How To Incorporate Topical Spironolactone Into Your Skincare Routine

Acne, in whatever shape or form it manifests, can be tough to treat. If you're lucky, you can hack it with a pimple patch or a spot treatment, but if your acne is more severe, more robust solutions might be necessary.

Hormonal acne is even harder to treat, considering that it's brought about by your hormones going haywire. Experts note that when hormones like estrogen, progesterone, and testosterone fluctuate, your skin produces more sebum than usual, which then leads to breakouts and inflammation. If you have hormonal acne, you may notice that you break out in the same areas and around the same time of the month. "Hormonal acne often manifests in a cyclical pattern, much like women's menstrual cycles," Dr. S. Manjula Jegasothy, a board-certified dermatologist, explained to Self. "This is true even in postmenopausal women, because these women still experience monthly fluctuations in their estrogen and progesterone levels, albeit lower than pre-menopausal women."

Since hormonal acne can be stubborn, run-of-the-mill over-the-counter treatments don't often work. To get rid of it completely, you would need medication that helps manage your hormones. The acne medication spironolactone happens to be one great option.

What is spironolactone?

If you've already encountered spironolactone in the past, it's likely that you've heard it in a different context. After all, it's a medication that has long been prescribed as a diuretic for people struggling with high blood pressure and other heart-related concerns. But in recent years, doctors have been prescribing it to people with hormonal acne as a form of treatment because of how well it targets the same hormones that cause blemishes.

"Spironolactone lowers blood pressure by acting on specific hormones in the body. These hormones just so happen to play a role in hormonal acne," dermatologist Dr. Claudia Ricotti shared with Cleveland Clinic. "Dermatologists have used spironolactone for many years as a well-studied and effective treatment option for hormonal acne." Meanwhile, dermatologist Dr. Shari Marchbein likens spironolactone to Pac-Man. "It eats hormones at the level of the oil gland, so it doesn't allow hormones produced by the body, such as testosterone, to bite the oil glands," she told Marie Claire. The less testosterone you have, the less oil your skin produces, which then results in clearer skin.

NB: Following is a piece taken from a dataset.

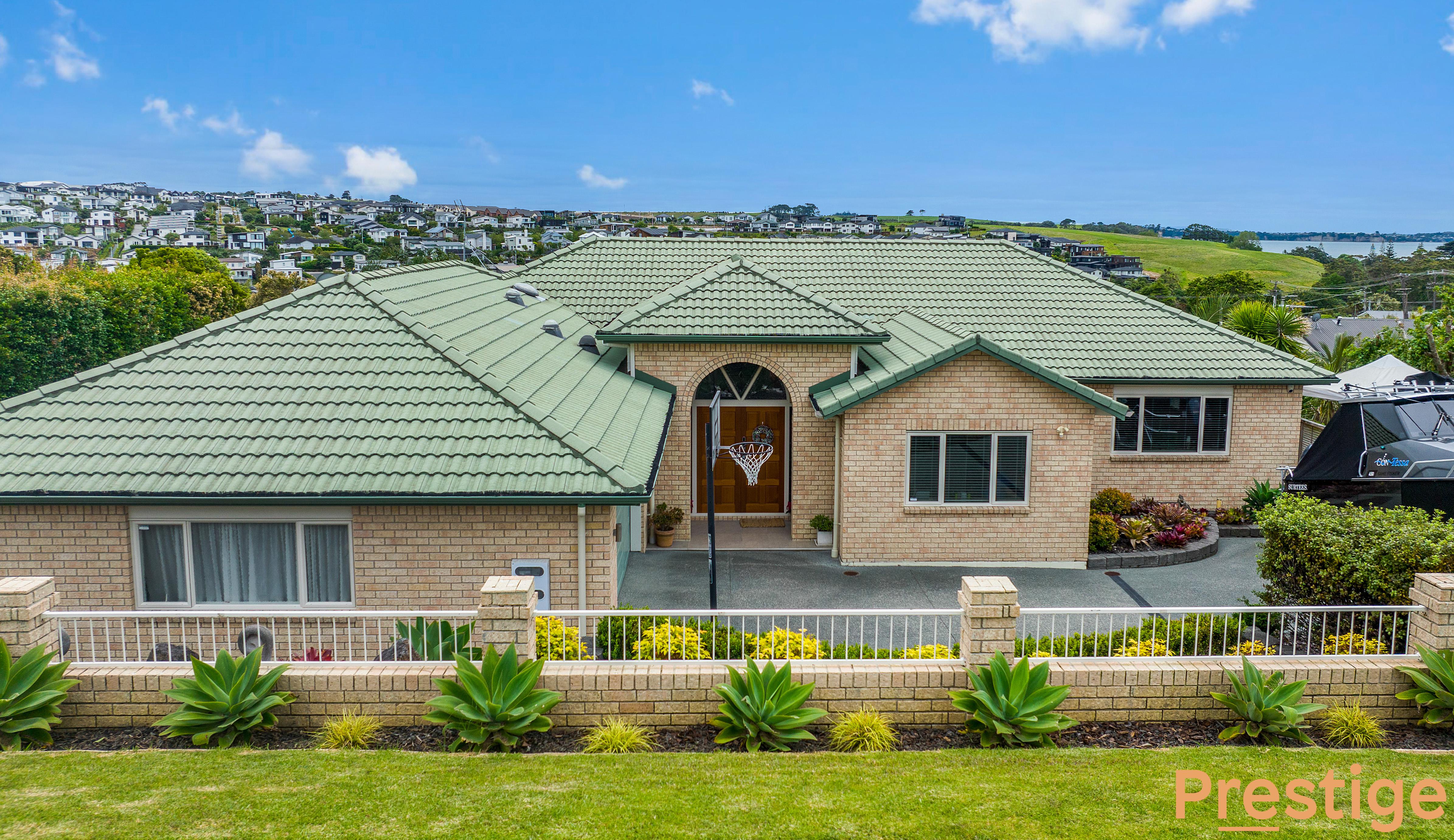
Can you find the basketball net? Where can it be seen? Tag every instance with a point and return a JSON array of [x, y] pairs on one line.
[[751, 455]]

For the longest time, spironolactone came in the form of pills. But while taking it orally can produce impressive results, it still has notable side effects, including bloating, dizziness, a boost in potassium, and fatigue. Luckily, you can still gain the benefits of the medication by opting for its topical counterpart.

Use topical spironolactone with caution

It should be noted that spironolactone is still not FDA-approved for acne treatment, so it's often prescribed and used off-label. Still, if you want to reap the benefits, it's worth discussing with your dermatologist. If you're not too keen on taking the pill version, the topical option may work, although it only targets the acne already on the surface of your skin.

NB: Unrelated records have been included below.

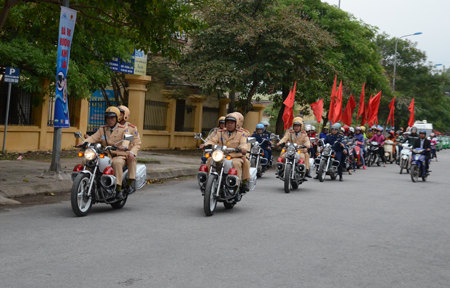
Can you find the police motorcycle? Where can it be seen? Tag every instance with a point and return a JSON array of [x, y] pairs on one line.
[[373, 156], [221, 183], [256, 158], [325, 162], [418, 167], [95, 181], [291, 170]]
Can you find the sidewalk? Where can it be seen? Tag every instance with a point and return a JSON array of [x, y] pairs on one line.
[[25, 177]]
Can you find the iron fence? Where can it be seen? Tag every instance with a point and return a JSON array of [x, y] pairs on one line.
[[155, 116], [19, 106]]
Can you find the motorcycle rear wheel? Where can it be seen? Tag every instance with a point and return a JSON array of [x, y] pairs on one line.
[[414, 173], [81, 204], [322, 173], [287, 179], [209, 200]]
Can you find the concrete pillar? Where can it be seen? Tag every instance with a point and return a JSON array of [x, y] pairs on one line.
[[136, 100], [223, 106]]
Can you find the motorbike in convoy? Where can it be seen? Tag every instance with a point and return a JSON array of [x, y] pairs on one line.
[[389, 151], [95, 181], [326, 163], [257, 159], [405, 158], [221, 183], [292, 169], [373, 156], [418, 168]]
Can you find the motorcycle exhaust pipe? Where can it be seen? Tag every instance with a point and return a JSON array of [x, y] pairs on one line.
[[108, 182], [232, 181]]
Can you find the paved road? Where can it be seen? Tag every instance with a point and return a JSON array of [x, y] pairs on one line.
[[376, 229]]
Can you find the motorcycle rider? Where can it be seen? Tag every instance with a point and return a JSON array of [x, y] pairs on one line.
[[232, 137], [213, 132], [135, 146], [108, 135], [423, 143], [260, 134], [299, 136], [339, 147], [380, 139], [360, 138]]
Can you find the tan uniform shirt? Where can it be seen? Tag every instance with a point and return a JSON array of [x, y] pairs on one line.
[[301, 139], [135, 145], [233, 141], [105, 137]]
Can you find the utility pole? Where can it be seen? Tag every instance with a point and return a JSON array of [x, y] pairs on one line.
[[55, 166]]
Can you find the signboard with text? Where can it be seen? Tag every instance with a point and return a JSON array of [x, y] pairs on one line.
[[66, 28]]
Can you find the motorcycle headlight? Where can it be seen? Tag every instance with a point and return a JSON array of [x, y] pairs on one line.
[[217, 156], [89, 154]]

"Topical spironolactone is the topical formulation that is mainly used for acne that has a hormonal contribution," dermatologist Dr. Anthony Rossi shared with PopSugar. "It has shown good results for hormonal-induced acne and doesn't have the same effect profile as oral spironolactone in terms of blood pressure or potassium levels." And while it may be the more convenient option, it reportedly causes dryness or irritation. It's recommended that you veer away from products that deliver the same effect, or if not, use them alternately with topical Spironolactone.

You can't also expect topical spironolactone to be as effective as its oral counterpart since the latter fights hormonal acne from the inside. If you wish to take full advantage of the medication, you can always use both forms. Talk with your dermatologist about using them together and adjusting dosages based on what your skin can tolerate.